Springer Online Journal Archives 1860-2000
Chemistry and Pharmacology
Abstract Use of systemic antibacterial drugs in the countries of central and eastern Europe (CCEE) has been studied using the defined daily doses (DDD) methodology. For the comparison, national wholesale data from Bulgaria, the Czech Republic, Estonia, Hungary, Lithuania, Slovakia, Slovenia and Romania for the years 1989 and 1992 were used, i.e. for the years before and after the rapid sociopolitical changes in these countries.
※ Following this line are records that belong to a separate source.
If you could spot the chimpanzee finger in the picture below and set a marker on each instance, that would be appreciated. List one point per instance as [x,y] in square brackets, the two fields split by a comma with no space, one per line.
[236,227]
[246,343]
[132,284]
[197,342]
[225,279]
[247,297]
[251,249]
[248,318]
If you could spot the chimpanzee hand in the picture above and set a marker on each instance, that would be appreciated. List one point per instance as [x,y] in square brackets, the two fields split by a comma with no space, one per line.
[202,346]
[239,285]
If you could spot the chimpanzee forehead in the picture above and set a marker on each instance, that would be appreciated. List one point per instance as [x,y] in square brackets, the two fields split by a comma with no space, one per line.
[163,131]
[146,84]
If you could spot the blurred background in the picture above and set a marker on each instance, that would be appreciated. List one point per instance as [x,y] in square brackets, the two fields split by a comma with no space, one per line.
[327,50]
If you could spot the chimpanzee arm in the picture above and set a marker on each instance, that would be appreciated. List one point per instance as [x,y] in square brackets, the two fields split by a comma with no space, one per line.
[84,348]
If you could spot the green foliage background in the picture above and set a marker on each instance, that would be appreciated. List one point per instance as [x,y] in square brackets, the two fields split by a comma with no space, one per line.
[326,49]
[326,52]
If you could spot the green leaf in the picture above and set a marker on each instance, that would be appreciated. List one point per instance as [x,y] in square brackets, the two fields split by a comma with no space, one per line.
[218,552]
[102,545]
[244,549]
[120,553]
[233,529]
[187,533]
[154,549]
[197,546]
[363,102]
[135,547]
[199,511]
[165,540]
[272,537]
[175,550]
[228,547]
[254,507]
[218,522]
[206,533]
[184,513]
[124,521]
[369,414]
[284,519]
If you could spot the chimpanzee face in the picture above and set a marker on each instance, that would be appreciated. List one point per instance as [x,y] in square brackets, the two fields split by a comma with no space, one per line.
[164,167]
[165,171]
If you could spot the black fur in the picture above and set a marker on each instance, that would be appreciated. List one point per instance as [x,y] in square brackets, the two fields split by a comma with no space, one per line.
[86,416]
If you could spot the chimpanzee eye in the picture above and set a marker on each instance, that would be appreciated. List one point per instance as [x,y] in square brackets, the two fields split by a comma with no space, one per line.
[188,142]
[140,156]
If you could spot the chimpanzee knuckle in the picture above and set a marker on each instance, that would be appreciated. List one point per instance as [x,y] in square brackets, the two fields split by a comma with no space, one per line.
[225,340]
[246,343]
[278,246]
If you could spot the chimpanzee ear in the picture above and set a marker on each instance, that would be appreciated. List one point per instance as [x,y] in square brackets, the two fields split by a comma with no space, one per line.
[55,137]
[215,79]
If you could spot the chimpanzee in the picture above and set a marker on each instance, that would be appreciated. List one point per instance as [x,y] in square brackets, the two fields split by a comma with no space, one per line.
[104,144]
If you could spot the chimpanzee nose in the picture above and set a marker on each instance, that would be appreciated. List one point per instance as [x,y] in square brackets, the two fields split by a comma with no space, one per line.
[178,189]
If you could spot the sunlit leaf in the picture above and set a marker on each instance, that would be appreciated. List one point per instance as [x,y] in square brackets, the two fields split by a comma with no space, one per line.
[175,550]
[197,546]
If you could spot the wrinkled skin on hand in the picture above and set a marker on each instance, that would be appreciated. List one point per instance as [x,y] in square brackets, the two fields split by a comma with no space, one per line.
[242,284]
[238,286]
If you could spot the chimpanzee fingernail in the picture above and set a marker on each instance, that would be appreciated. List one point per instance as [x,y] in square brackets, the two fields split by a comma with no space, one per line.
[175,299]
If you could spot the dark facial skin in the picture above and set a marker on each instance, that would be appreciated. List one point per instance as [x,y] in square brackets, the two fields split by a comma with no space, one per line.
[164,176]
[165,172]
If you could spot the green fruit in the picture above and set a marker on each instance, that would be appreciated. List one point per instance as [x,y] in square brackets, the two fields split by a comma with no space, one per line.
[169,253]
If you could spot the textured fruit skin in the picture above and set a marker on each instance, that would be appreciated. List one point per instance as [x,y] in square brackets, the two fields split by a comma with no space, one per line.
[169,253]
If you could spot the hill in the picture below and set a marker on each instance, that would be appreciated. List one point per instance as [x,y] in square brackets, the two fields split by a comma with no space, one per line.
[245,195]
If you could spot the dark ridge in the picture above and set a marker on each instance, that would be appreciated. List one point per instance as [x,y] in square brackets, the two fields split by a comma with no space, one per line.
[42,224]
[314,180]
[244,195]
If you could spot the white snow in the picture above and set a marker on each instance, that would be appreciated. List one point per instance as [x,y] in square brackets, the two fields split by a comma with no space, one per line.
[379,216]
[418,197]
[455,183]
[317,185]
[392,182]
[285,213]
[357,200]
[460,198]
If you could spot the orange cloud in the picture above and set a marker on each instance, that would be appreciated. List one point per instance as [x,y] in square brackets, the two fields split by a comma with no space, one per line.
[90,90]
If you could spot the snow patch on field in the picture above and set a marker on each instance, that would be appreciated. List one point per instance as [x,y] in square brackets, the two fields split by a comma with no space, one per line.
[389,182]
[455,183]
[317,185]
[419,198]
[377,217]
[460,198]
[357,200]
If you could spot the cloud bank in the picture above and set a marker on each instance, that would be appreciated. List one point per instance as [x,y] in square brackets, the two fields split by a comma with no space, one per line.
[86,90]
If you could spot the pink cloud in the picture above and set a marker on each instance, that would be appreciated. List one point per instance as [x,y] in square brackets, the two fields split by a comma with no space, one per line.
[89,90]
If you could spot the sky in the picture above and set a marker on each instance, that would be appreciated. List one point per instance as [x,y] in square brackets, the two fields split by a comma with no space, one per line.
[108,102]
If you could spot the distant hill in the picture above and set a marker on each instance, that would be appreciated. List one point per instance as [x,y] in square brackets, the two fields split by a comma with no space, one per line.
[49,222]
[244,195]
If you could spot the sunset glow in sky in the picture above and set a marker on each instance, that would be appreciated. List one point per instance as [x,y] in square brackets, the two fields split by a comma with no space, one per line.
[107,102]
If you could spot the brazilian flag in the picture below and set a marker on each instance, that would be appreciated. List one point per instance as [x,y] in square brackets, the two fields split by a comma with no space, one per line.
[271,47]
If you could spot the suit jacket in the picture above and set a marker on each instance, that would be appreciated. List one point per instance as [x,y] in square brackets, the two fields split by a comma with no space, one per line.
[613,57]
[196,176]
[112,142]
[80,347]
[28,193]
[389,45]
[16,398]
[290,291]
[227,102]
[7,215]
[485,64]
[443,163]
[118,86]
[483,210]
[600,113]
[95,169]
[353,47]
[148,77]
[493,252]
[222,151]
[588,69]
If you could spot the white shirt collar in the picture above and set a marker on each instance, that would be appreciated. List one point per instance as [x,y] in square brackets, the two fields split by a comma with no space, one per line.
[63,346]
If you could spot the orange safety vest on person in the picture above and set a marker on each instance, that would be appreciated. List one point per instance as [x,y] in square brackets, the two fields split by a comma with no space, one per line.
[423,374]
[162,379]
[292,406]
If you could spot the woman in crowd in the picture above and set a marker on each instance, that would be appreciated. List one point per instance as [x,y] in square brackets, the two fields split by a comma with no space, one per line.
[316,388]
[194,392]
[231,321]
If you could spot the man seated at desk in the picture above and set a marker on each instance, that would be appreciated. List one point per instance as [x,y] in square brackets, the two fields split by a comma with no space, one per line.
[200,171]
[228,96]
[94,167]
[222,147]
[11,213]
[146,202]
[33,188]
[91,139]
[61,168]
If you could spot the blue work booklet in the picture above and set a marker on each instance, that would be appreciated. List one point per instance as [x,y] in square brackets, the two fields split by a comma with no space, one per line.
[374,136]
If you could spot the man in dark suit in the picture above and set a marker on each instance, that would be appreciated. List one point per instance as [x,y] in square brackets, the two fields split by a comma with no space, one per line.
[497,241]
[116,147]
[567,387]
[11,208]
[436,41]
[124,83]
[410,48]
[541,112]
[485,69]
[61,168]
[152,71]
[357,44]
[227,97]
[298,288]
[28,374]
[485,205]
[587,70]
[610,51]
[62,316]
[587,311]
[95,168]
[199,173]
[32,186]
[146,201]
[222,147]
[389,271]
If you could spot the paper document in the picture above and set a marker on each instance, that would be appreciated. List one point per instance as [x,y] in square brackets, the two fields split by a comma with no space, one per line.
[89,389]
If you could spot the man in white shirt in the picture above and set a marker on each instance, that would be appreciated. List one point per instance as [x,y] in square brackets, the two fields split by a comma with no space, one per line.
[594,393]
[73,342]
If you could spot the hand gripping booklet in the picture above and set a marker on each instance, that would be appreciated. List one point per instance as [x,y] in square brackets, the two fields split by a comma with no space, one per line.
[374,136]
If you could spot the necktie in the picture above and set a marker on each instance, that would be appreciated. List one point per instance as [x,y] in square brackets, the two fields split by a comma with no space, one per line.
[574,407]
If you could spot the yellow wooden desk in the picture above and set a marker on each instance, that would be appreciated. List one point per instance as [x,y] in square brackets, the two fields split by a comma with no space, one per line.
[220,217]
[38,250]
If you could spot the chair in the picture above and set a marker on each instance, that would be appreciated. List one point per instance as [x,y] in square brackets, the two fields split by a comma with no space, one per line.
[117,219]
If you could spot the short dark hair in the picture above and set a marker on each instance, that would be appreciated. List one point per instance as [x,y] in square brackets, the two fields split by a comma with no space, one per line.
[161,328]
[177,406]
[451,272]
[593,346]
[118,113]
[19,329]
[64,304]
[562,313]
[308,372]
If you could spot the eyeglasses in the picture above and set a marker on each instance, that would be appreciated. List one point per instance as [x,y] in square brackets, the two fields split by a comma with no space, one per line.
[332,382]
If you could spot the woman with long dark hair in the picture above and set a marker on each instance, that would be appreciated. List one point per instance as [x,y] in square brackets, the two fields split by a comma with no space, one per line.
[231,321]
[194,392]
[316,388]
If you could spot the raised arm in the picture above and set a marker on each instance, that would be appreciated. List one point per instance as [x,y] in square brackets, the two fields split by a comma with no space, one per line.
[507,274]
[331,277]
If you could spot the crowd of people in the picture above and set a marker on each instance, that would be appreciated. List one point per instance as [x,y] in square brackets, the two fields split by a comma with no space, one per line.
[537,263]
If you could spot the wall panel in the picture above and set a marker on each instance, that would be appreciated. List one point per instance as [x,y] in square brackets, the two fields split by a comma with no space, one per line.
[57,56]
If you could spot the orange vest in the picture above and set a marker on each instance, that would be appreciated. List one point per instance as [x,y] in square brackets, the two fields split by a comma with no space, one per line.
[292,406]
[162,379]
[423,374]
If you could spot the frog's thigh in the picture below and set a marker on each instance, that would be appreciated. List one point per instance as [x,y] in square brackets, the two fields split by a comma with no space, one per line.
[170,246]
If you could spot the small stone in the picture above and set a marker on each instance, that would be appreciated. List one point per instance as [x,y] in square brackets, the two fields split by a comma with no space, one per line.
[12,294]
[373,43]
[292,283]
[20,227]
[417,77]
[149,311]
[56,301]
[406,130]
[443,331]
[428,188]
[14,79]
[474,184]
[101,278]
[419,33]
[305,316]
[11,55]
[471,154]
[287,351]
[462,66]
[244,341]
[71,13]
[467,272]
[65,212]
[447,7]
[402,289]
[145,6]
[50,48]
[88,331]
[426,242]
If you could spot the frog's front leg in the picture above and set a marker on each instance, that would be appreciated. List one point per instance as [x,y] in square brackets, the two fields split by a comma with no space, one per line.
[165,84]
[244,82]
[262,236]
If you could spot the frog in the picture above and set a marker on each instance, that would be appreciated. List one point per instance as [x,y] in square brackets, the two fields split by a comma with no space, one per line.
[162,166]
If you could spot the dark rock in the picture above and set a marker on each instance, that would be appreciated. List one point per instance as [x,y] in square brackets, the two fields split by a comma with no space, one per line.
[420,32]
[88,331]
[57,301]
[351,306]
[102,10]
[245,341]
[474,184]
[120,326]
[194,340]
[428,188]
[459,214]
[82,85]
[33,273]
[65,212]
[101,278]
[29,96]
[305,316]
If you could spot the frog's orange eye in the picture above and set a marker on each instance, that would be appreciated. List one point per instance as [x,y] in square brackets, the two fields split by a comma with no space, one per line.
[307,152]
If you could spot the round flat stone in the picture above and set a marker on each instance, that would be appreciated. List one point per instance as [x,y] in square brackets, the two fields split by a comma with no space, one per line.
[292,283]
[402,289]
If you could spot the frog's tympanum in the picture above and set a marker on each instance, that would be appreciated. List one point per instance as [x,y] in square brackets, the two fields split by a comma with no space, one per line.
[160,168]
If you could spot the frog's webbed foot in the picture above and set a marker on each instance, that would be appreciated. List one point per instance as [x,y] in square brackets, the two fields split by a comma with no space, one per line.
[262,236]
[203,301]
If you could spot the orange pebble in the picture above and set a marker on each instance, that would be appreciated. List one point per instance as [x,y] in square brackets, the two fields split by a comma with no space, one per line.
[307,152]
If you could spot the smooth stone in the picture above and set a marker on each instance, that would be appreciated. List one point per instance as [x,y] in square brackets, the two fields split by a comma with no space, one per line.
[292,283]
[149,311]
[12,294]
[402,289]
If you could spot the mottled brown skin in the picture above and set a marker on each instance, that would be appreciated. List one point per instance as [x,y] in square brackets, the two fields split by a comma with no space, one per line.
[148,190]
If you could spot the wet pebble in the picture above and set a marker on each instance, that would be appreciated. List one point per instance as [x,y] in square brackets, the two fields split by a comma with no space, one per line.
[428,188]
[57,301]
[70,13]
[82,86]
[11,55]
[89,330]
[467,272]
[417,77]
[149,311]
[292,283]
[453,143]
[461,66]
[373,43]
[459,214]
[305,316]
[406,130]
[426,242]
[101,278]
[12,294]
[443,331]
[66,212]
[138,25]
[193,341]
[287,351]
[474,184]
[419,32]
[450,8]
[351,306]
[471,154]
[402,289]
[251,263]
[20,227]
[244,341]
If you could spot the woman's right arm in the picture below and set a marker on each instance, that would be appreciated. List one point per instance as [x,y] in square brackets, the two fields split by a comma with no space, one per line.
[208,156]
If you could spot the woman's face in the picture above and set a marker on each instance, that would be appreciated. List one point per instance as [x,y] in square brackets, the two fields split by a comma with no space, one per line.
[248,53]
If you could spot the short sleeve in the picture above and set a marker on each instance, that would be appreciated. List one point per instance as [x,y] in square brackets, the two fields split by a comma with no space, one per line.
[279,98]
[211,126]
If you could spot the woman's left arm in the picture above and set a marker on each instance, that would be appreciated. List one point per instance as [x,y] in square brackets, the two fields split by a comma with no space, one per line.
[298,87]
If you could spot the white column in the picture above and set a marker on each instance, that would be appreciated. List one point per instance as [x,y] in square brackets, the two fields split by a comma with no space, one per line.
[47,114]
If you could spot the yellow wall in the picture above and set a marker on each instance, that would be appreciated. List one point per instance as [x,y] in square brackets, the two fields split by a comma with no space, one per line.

Substantial differences in the patterns of antibacterial drug use between countries as geographically and economically similar as the CCEE were observed. The general sales of antibiotics varied almost twofold among the CCEE and had decreased in most of the CCEE during the study period. The proportion of tetracyclines in the sales of 1992 ranged from 10% in Slovenia to 49% in Estonia, and that of broad-spectrum penicillins from 6% in Estonia to 40% in Slovenia. The use of narrow-spectrum penicillins varied within the range of 4% in Bulgaria to 38% in Slovakia, and had decreased during the study years in all countries. Aminoglycosides accounted for 5–12% of all antibacterials in Bulgaria, Estonia, Lithuania, Romania and Slovakia in the study period, and these countries, with the exception of Slovakia, also had a high consumption of chloramphenicol. In 1992, by far the most popular antiinfectives in the CCEE were doxycycline, ampicillin and co-trimoxazole, which ranked among the top ten drugs in all countries studied. All countries had their specific preferences in the top ten lists, but the rationality of these traditions can be questioned: tetracycline + oleandomycin in Bulgaria; penamecillin in the Czech Republic and Hungary; sulphonamides in Estonia and Lithuania; and benzathine penicillin and streptomycin in Slovakia. The international differences in antibiotic utilization are suggested to be related to the respective health care systems (e.g. drug reimbursement) and prescribing preferences (e.g. therapeutic traditions), quite apart from possible differences in drug efficacy, drug tolerance and the prevalence and severity of various infections.